Cruising on Dunmore.  That is the Kayak Konsole in the foreground:






The Kayak Konsole is a wonderful feature and is worth the money. It provides some protection in case you get a wave over the bow (which is rare) but also provides a nice place for water bottles and a safe place for keys and glasses. It pops on and off easily.











The new hatches are much better than the old rubber ones. The sealing works great and it is easy to open and close.











As said, tracking and handling are wonderful and it is light enough for one person to handle.
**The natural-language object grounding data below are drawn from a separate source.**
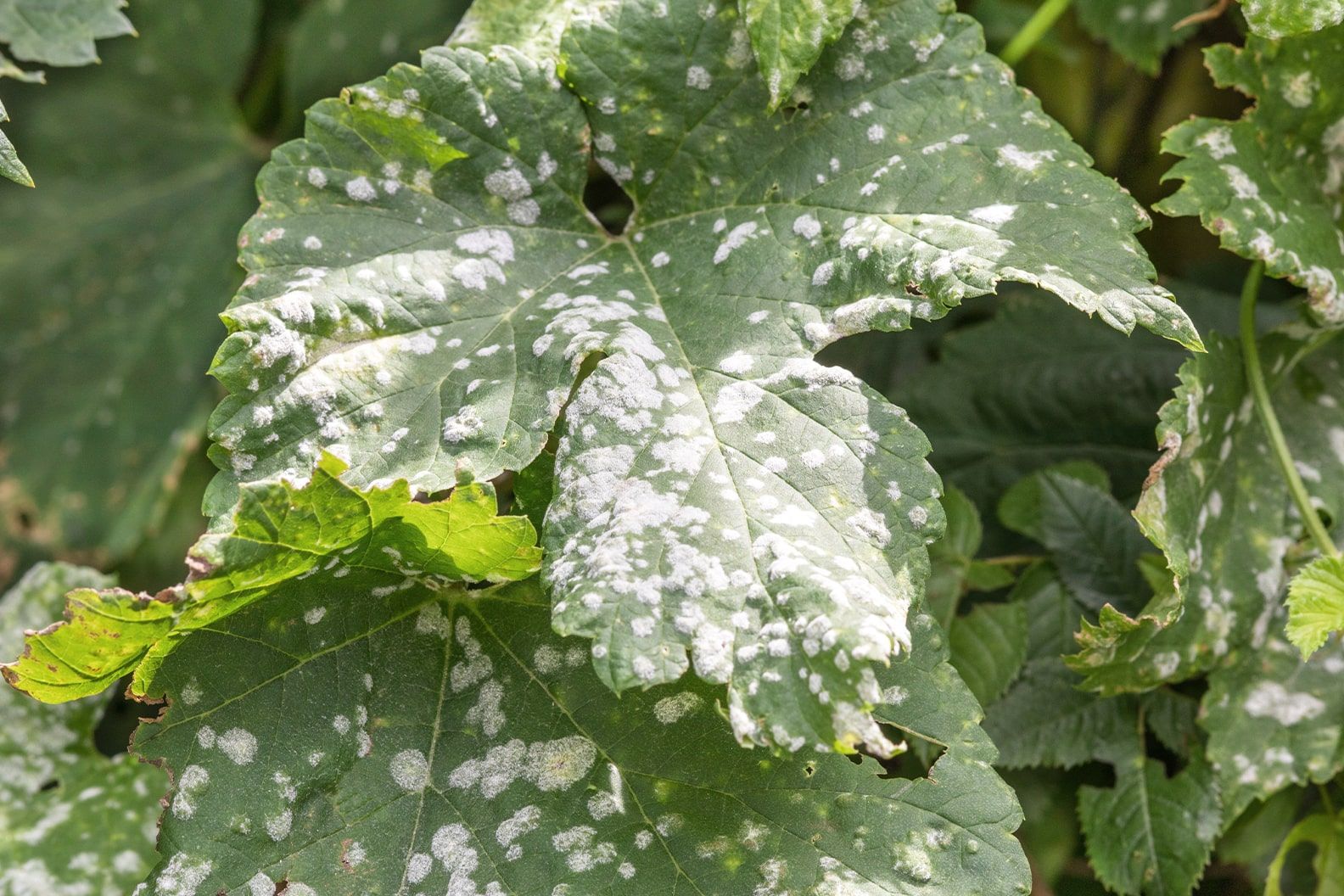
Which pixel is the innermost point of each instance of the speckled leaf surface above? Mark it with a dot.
(1272, 184)
(1285, 18)
(1274, 720)
(453, 742)
(1150, 833)
(426, 283)
(1219, 509)
(71, 820)
(113, 274)
(278, 532)
(1139, 30)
Very versatile and worth the money.

The seat is very comfortable and offers a few more adjustments than the Pamlico does.  In 2007 I compared the Pamlico to the Perception Prodigy 10 and there was no comparison--the Prodigy's seat was basically a thin layer of foam on hard plastic while the Pamlico had a much better seat.  Pungo takes it up a notch.  You can raise and lower the back rest, tilt it forward and back, and pull up on the bottom of the seat to lift your legs.  The Pamlico seat only allows you to adjust the angle of the back rest and to lift your legs.  
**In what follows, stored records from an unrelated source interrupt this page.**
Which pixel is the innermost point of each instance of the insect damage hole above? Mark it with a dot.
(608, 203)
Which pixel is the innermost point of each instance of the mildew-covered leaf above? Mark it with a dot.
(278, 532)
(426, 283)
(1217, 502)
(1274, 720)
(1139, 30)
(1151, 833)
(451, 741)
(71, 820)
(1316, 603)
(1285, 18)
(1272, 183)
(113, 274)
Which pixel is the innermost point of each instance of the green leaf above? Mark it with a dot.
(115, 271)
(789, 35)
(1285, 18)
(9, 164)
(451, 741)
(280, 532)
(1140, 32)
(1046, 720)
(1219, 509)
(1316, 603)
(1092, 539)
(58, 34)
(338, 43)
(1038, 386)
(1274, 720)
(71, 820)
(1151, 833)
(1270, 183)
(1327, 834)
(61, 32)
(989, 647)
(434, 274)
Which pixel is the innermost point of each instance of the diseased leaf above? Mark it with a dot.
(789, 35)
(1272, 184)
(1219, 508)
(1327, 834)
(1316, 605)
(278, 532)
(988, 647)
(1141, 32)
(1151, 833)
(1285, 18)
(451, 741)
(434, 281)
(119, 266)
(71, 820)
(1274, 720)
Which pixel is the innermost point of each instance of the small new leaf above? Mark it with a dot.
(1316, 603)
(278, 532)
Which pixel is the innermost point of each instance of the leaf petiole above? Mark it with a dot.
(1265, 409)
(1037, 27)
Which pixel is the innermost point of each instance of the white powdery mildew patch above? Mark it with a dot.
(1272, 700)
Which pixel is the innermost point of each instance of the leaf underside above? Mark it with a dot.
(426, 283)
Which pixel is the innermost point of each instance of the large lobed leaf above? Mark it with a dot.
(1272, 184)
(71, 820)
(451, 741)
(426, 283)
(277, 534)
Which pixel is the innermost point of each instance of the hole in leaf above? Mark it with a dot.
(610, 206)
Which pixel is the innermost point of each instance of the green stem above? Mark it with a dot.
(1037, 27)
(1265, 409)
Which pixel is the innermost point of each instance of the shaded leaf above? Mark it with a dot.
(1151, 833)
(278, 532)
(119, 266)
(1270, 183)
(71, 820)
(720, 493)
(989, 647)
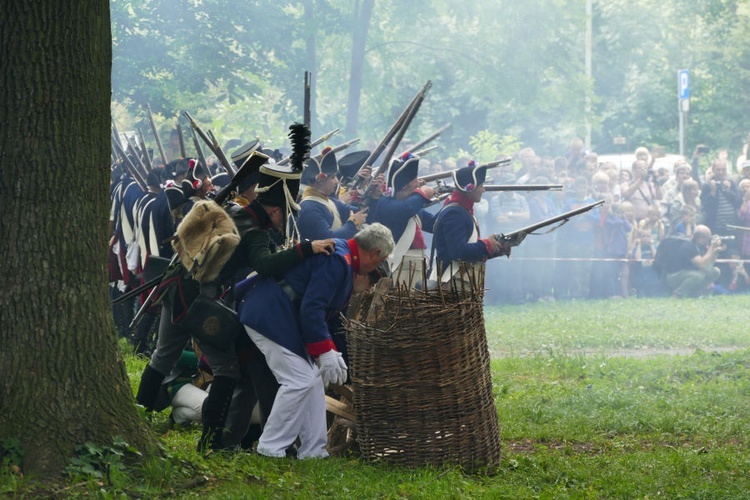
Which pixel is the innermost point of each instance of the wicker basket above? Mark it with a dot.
(420, 370)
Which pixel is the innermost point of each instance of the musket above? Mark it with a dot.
(514, 238)
(211, 142)
(131, 146)
(306, 118)
(387, 138)
(250, 165)
(134, 172)
(429, 139)
(144, 150)
(426, 150)
(316, 142)
(448, 173)
(523, 187)
(221, 156)
(156, 135)
(402, 130)
(324, 137)
(199, 151)
(181, 139)
(338, 148)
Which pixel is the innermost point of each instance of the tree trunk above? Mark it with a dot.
(359, 42)
(64, 381)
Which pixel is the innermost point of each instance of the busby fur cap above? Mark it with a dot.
(466, 179)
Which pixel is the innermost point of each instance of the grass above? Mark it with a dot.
(591, 403)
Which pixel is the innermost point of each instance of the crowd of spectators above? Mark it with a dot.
(608, 252)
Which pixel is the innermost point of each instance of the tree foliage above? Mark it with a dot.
(515, 68)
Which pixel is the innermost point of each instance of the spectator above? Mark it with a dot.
(743, 218)
(538, 273)
(689, 196)
(685, 226)
(641, 191)
(508, 211)
(689, 265)
(720, 199)
(576, 242)
(644, 278)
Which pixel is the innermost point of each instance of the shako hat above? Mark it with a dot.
(350, 164)
(466, 179)
(278, 186)
(317, 170)
(402, 171)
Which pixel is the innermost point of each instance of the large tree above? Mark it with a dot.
(63, 381)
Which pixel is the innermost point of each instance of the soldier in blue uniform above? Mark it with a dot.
(322, 215)
(402, 211)
(456, 235)
(287, 318)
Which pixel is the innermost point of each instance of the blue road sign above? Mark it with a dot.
(683, 84)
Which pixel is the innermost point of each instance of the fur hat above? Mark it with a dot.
(205, 240)
(402, 171)
(466, 179)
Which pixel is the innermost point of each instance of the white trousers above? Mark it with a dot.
(300, 406)
(187, 404)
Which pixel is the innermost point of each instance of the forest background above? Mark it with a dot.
(505, 74)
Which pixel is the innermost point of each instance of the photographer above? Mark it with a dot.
(720, 200)
(690, 266)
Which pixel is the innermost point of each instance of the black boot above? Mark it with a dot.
(149, 388)
(215, 411)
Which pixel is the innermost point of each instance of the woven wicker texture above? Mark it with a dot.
(420, 370)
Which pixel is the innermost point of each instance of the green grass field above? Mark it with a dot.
(638, 398)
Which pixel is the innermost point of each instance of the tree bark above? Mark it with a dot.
(360, 26)
(64, 382)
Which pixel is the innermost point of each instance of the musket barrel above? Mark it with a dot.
(523, 187)
(564, 217)
(181, 139)
(156, 135)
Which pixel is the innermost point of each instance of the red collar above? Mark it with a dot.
(354, 252)
(461, 199)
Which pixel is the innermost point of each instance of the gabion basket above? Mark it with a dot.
(420, 370)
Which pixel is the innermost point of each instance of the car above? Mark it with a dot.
(624, 161)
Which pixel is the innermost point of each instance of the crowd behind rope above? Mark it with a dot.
(609, 252)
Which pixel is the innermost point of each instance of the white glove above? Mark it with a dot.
(332, 367)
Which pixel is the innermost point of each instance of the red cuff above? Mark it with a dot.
(421, 193)
(317, 348)
(487, 245)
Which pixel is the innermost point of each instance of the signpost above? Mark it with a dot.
(683, 103)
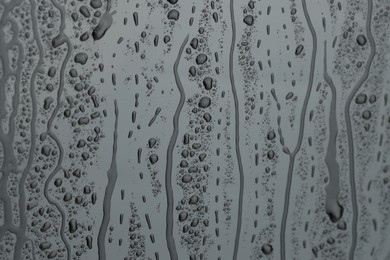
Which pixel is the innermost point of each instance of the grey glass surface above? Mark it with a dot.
(176, 129)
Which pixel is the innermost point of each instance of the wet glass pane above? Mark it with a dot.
(210, 129)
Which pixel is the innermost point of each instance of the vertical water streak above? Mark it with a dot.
(332, 205)
(172, 142)
(112, 175)
(300, 135)
(237, 132)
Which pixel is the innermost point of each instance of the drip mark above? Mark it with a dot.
(237, 132)
(349, 131)
(332, 205)
(168, 173)
(112, 175)
(22, 197)
(300, 136)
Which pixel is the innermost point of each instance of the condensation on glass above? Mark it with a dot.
(175, 129)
The cockpit is very roomy.  While some criticize it as being too big, the truth is that I am not going to take this whitewater kayaking or into many situations where I would want a skirt.  The Konsole makes the cockpit just the right size.  If you have a dog or a small kid, take out the Konsole and there is more room.











Two criticisms though:

1. Beware that the bulkhead sealing will likely break or need to be resealed within a few outings because the sealant from the factory is not great. I have had to have mine resealed by the store and they told me you can use Lexel to repair this problem and should plan on doing this annually. Additionally, the foam wedge in the bow will pop out and may need to be glued back in.

2. Why this boat does not have a drain is beyond me. The 2007 version had a drain that was defectively designed because it was in the stern (read: BEHIND the sealed bulkhead so it did little or no good). If you do get water in, you will need a bilge pump.

All in all, a wonderful boat and it is easy to see why this is the most popular boat that W.S. sells.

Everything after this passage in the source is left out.